Pourtant, le temps passait, la salle où nous passions presque la totalité de nos journées commençait également à revêtir ses habits de fête. Le rite venait s’accomplir jusqu’à notre maison, guirlandes et boules multicolores et lumineuses s’invitaient au coin d’une porte, ou le long d’une paroi. Et la cerise sur le gâteau vint lorsque l’on amena le sapin. Tout d’abord nu, il s’habilla progressivement, grâce à nos mains malhabiles. A la fin, notre sapin était le plus beau, il brillait de mille lumières, resplendissait comme aucun avant ne l'avait fait. C’était notre sapin.
Noël était vraiment un moment particulier, qui nous mettait sur le devant de la scène, nous qui étions le reste de l’année conviés aux seules vues des fenêtres, spectateurs attentifs d’une vie à laquelle nous n’avions pas droit. Là où je suis je ne peux sortir me promener, jeter de grands yeux sur les vitrines, nous sommes donc ici tous frères dans notre solitude, car nous avons tous une chose en commun, qui nous rassemble. Aussi, Noël est le moment rêvé d’oublier notre captivité présente, de se prendre à rêver et imiter ces gens que l’on voit dehors. C’est la première fois que j’assiste à cette fête, car je suis arrivé l’année dernière, aussi revêt-elle un accent particulier à mes yeux.

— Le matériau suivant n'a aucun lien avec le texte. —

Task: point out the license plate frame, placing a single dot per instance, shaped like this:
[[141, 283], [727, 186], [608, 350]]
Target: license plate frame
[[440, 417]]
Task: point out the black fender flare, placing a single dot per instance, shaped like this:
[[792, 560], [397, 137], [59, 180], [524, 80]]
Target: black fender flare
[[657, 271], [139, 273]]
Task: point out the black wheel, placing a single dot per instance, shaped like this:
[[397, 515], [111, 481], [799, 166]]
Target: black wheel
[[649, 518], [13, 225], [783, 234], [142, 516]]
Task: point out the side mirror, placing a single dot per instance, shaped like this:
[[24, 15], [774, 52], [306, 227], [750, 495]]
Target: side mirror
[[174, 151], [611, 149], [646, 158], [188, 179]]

Soudainement, des voix viennent me tirer de mes songes. Me retournant, je vois tous mes camarades occupés à revêtir le sapin de ses habits de roi, dans une ambiance festive. Je me joins volontiers à eux, il faut que la préparation de Noël soit parfaite si on veut être récompensé par le vieil homme. Alors je m’active, il faut que tout soit parfait.

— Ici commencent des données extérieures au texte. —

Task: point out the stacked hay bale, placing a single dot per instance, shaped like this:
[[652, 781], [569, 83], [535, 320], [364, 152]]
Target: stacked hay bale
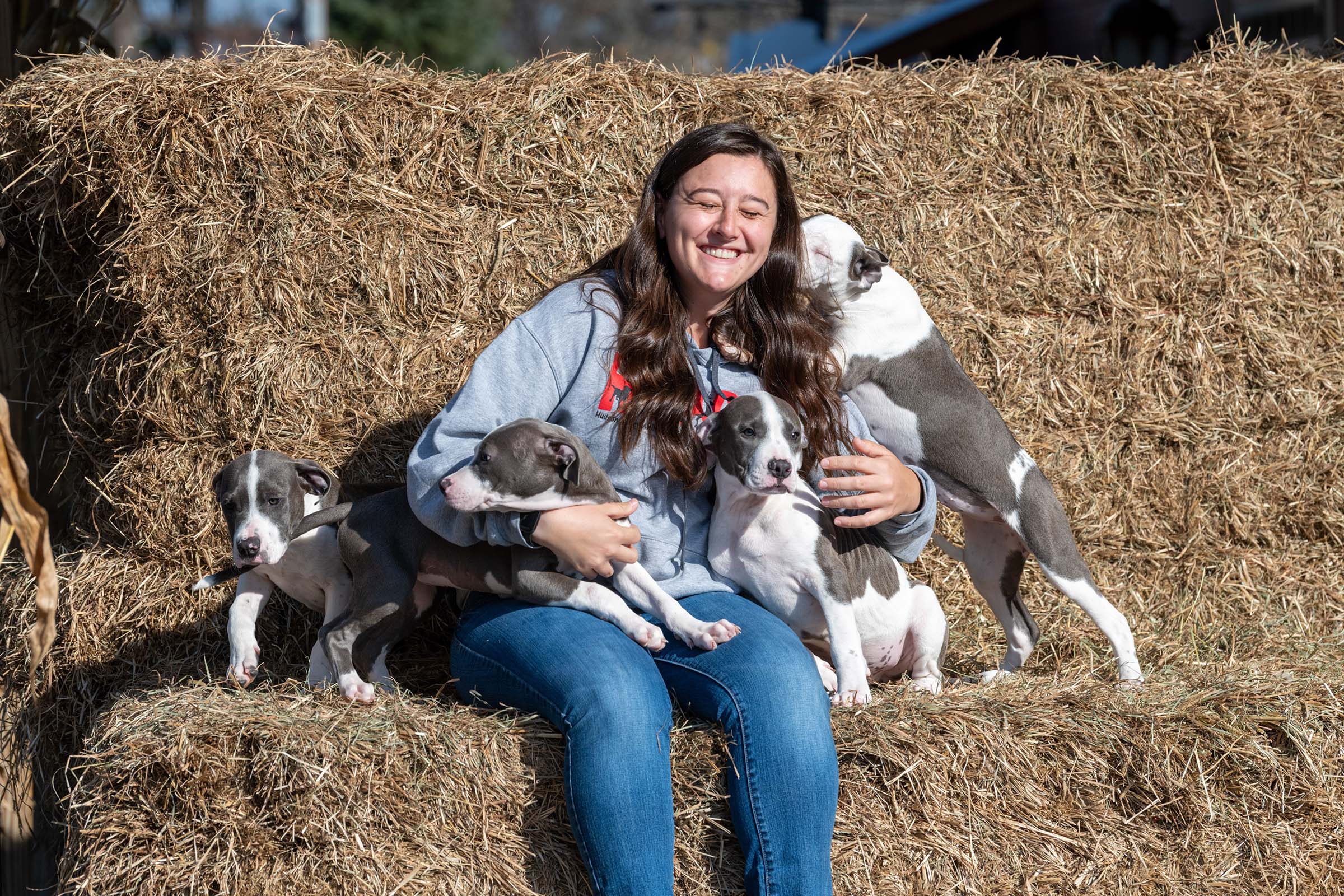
[[300, 250]]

Plus tard, mes yeux avaient de nouveau rejoint l’extérieur, le carreau froid faisant office de barreau à ma cage décorée. Tournant la tête, je passais du regard l’ensemble de la pièce, désormais déserte. Le sapin par moments émettait une belle lumière multicolore, les guirlandes et boules foisonnaient pendus à ses bras. La pièce que nous avions décorée voilà près d’une semaine était parfaite. J’y avais veillé. J’étais seul maintenant, les autres devaient sûrement dormir. Pourtant, ce n’était pas l’attente qui avait motivé ma veille, c’était autre chose, cette forme de tristesse que l’on ne peut exprimer que lorsque l’on se trouve seul… A l’extérieur, la nuit avait brisé le joug du soleil et pour encore quelques heures affirmait sa supériorité sur ce monde, et sur ma ville. De celle-ci, je ne vois plus qu’une ombre, portée par ce réverbère qui résiste dans sa solitude. Silence et obscurité sont les seuls termes qui résonnent dans la nuit, dans ma nuit…Il est en retard.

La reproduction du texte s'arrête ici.